Все как обычно. Только встали мы очень рано даже для Златограда. И еще все семь, никто не остался на пристани.
Рядом с Луцием стоял человек в сером плаще. Я видел его впервые.
— Щит на руку! — скомандовал Луций.
И началось.
Перестроение, потом перестроение по ходу, для защиты и для атаки, индивидуальные упражнения, выпады, развороты, защита с мечом, отражение ударов… Я действовал, как учил бригадир, стараясь избежать инерции и не сбить дыхание.

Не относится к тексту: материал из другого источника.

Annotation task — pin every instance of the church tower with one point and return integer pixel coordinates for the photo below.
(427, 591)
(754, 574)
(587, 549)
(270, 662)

По команде мы остановились.
Человек в сером плаще подошел вплотную ко мне и, глядя прямо в глаза, спросил:
— Сколько лет?
— Два.
— Первое деяние?
— Лесной бой с альфом. Один на один.
— Результат?
— Пленение противника.
Взгляд человека в плаще изменился, в нем появилось уважение. Конечно: против альфа, в лесу! Один на один!
Два года назад я встретил в лесу лучника. И ведь он действительно был альфом! Правда, когда я обнажил меч, он тут же бросился бежать с криком: «Господин Гилденхом, не убивайте!» — но меня спровоцировали зеленые глаза, и я устремился в погоню. Я привел его связанного к Луцию, Луций вызвал из таверны Фавста Эдуарда, а Фавст Эдуард сказал: «Здравствуй, Дон. Где мясо?» И мой пленник стал оправдываться, мол, третий день ему не попадалось крупной дичи, но уже завтра, согласно контракту… Однако Луций все равно засчитал Дона в качестве первого деяния и с лета 309 года пошел мой отсчет возраста. (Позже я узнал, что охотник Дон за два года до того стал первым деянием Гая, Квинта, Марка и Юла, только они поймали его все вчетвером.)
— Гилденхом Артур, — сказал человек в плаще, — ты пойдешь со мной.
Я посмотрел на бригадира.
— Артур Грин! — сказал бригадир. — Ты пойдешь с ним.
И хотя из нас семерых пятеро именовались Гилденхом Артур Гринами, все поняли, что речь идет обо мне.
«Ну, Гней, — сказал я себе, — теперь держись!»